Why? Orr is not a player. He is just another guy who pushes through a turnstile. Yet in our culture, some fans fancy themselves so vital they think they are part of the game. When coaches credit the "12th Man," they boost this notion. When we admire Duke's "Cameron Crazies," we do the same. When we shrug and laugh at profanities screamed in unison, when we turn the cameras on painted faces, when we put dancing patrons on the big screen and give them nicknames — we nourish this sense of significance.

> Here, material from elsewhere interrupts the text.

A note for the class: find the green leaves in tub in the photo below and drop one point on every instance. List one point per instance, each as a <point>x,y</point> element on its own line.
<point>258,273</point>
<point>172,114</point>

But I have news for Orr and others. You don't change a thing. Most college players — and certainly pros — have long since tuned out the crowd. If a player chokes, it's likely because he thought too much. If a player hits an impossible game-winner, it's due to years of practice.

Neither moment turns on fan noise.

It might shock a guy like Orr to learn that the game can go on without him. He will learn that now, as he voluntarily excused himself from the handful of remaining Texas Tech games this season. That is proper. It saved Tech the trouble of banning him.

But the problem won't stop. And while Smart was clearly wrong, he cannot do what he did, the finger must point both ways — especially in college sports. Sarcasm aside, these kids do not receive paychecks. They do not have a union. As long as they play for their school, they have the right to expect protection from certain abuses during a game.

You're a piece of crap. Who deserves such an insult? Maybe someone who molested children or bombed a church. But really. On what planet do you confuse such things with landing near the stands after trying to block a shot?

On Planet Crazy, that's where. A place that sports fandom, more and more, calls home.